My mother kept shaking her head saying that she really got so much health problems. She attributed it to the daily intake of curry especially curry with coconut milk. When she heard that my mother at age 72 yrs is still working, she was quite impressed. She kept saying, “Awak ada kreja?” My mother even showed her both knees operated few years back and she is able to walk normal. More questions followed about the knee replacement operation such as costs, pain and the procedures. Ah Yaw and myself had to interpret for them when their limited Malay words and phrases fail them. Whenever the message was interpreted and relayed to both old ladies, they simply nodded at each other to show comprehension.
At one point, Ah Yaw was relating how my mother would take the cane and chase us – my brother and myself – all over the place if we did not want to study or naughty and we would be screaming for our life especially “Ah Tee” – referring to my brother. We all laughed uncontrollably on that image which was etched forever on their minds! Then they started to ask about my brother. I told them my brother and his family have migrated to Vancouver. Oh! That’s the reaction. Of course, the mother was curious about this place. Ah Yaw and myself briefly described this enigmatic place to her. The mother requested for pictures of my brother. I obliged by showing her some FB pictures of my brother. Oh he looks like my father. He seems quite young and fit. He really takes great care of his body etc… The aged grand old Indian lady commented.
We notice so many young children running around the flat. Ah Yaw’s mother explained that they are her great grandchildren from her late eldest son and children of her late daughter & son in law. My mother was extremely envious of her great grandmother status. Ah Yaw also showed me photos of his other sisters and brothers whilst giving me a brief run down of what they are doing, where they are staying and how they are doing in life etc. The eldest sister is staying just few blocks away in Woodlands whilst the youngest sister who is a Manager Nurse lives in Bishan. I even spoke to the eldest sister over the phone when Ah Yaw called her. To my surprise, I was able to recognize her voice instantly. It is amazing that after more than 30 yrs, her voice still remains unchanged. The same soft, clear voice. She used to give tuition to the neighbors for a small fee. My mother and others in the kampung called her the tuition teacher then.

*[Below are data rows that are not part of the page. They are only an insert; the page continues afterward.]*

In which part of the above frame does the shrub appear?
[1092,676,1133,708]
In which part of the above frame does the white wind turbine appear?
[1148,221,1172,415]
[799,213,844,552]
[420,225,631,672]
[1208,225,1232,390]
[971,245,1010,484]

After nearly 2 hours, it’s time to leave. The mother walked laboriously to the main gate of the 4-room flat to see us off. Before leaving, I suddenly remember her favorite Tamil phrase, “Baduar Rascal!” That triggered her continuous giggling laughter. The mother kept telling us to visit her on next Deepavali. I promised her we shall pay her a visit. In the secret chambers of my heart, I wish her stay healthy and well giving me the chance to visit her.
I then sent Ah Yaw back to his Eunos home and reluctantly returned home. I gave Ah Yaw a big hug when reached his place. He reminded me that he would be inviting me to his eldest son’s wedding next year. He will try to contact the rest of our old neighbors to gather at his place next year.
Years ago, when I was still a young man, someone told me not to “blink.” He is a middle-age man making that remark after watching all those playful youngsters screaming and having fun. I was standing beside him. He said, “Once you blink, it’s all over.” I was not able to understand what he said. I do understand now.
Too Slow for those who Wait,
Too Swift for those who Fear,
Too Long for those who Grieve,
Too Short for those who Rejoice;
But for those who Love,
Time is not.”
Henry van Dyke
The finishing line is getting nearer and closer in the wheel of life indeed! Neither you nor I could stop it’s relentless forward movement.